It's time for Popper
It’s been nearly two weeks since my last post. It’s time. Time to write a lousy quantity-over-quality post about anything, simply in order to get myself back into he habit of posting.
So what’s on my mind today? Popper. Karl Popper. I’m lucky enough to have to write a rather lengthy final paper about him for my epistemology class.
I like Sir Karl. Basically he’s a big deal because he presents a viable solution to Hume’s problem of induction. How can you make empirical predictions -- predictions about the physical world – if it doesn’t follow that, just because something is the case in one case, it will be in all cases? For example, just because every swan we’ve seen is white, how can we know all swans are white until we’ve seen every swan there is. Philosophers had tried to resolve this issue for sometime but had always assumed that by induction was the only way to gain empirical knowledge. Popper agrees with Hume’s observation but disagrees with the latter assumption. He argues that rather than obtain knowledge through induction we should do it instead by deduction.

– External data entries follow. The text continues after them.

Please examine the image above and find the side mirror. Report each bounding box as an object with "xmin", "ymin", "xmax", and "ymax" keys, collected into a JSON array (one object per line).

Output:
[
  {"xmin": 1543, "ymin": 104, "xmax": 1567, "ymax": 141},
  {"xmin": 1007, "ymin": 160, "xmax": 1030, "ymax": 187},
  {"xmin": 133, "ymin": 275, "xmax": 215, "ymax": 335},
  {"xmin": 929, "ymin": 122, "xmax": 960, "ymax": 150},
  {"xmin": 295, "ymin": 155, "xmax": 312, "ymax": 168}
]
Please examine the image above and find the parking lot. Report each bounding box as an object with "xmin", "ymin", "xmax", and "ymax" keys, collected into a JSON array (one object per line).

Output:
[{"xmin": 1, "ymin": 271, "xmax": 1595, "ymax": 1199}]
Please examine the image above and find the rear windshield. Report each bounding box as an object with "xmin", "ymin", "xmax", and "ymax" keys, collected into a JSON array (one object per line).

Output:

That is to say that, if something is the case or is not the case, rather than seek evidence of the case, we seek evidence of it not being the case. Thus by falsification we can make empirical claims – but never about what is, only about what isn’t. He says a bunch of other important stuff too about demarcation and corroboration, but I don’t feel like getting into them here. Maybe I’ll post part of my paper later. For the record, I don’t particularly agree with his philosophy of ethics, society and social science; I’m not sure that those things can be reduced to the same kind of methods as the physical sciences. He also has many critics.
1 Comments:
"He argues that rather than obtain knowledge through induction we should do it instead by deduction"
this sentence is pretty useless. i forgot what the difference between induction and deduction was. Popper is saying that it makes more sense to say, "if A then B, not B, then not A," rather then "if A then B, B, then A may is more probable."